I was trying out some things with lists and sets, and i got tired of copying multiple rows of code, just so I could see the content of lists/sets printed in console. (im not using repl, using IntelliJ Idea).
I got some ArrayLists, HashSets and TreeSets - all with generic type of String.
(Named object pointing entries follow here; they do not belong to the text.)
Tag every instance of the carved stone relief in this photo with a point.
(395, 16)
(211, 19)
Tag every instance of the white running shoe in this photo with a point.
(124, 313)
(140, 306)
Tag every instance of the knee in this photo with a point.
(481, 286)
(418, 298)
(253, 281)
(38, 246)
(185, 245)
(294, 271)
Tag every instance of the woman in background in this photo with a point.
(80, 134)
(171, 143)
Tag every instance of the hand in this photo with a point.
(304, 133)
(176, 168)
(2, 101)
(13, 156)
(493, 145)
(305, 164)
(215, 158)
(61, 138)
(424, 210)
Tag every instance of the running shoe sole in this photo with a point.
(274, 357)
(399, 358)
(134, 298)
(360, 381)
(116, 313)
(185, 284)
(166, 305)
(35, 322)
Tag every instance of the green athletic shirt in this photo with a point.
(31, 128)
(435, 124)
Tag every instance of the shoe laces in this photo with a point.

I wanted to write a single method, which would take any list or any set as a parameter. This method would print out all the strings inside arrayList/hashSet/treeSet,
At the beginning, I wrote these 2 methods:
public void printList(List nameOfSetOrList) {
for (Object language : nameOfSetOrList) {
System.out.println(language);
}
}
public void printSet(Set nameOfSetOrList) {
for (Object language : nameOfSetOrList) {
System.out.println(language);
}
}
Then I merged them together like this:
public void printListOrSet(Object nameOfListOrSet) {
if (nameOfListOrSet instanceof List) {
List<String> myList = (List) nameOfListOrSet;
for (String list : myList) {
System.out.println(list);
}
} else if (nameOfListOrSet instanceof Set) {
Set<String> mySet = (Set) nameOfListOrSet;
for (String set : mySet) {
System.out.println(set);
}
}
}
Any idea how to rewrite this mess so its simpler and cleaner?
Thank you
3 Answers
Seth Kroger
56,414 PointsBoth List and Set are both part of the Collections Framework. Part of that means that they both descend from the same superclass, Collection. Perhaps you could use that fact to clean things up?
markmneimneh
14,132 PointsI would check the switch statement
https://docs.oracle.com/javase/tutorial/java/nutsandbolts/switch.html
Hope this helps ... if this answers your question, please mark the question as answered.
Thanks
Tomas Verblya
1,998 PointsCould not quote the post I wanted to and I'm not sure how to format the code, cause the cheatsheet doesn't open :( . But I'd like to understand the part here :
public void printListOrSet(Collection nameOfListOrSet) { for (Object list : nameOfListOrSet) { System.out.println(list); } }
OBJECT list. Why is this an object? Why not a Collection?
Seth Kroger
56,414 PointsThe code is iterating through all the items of the Collection. So we're dealing with individual items, not collections. Since the generic type was left unspecified (i.e., there is no <ClassName>
after Collection) we use Object.
tomtrnka
9,780 Pointstomtrnka
9,780 PointsThank you! Youre absolutely right!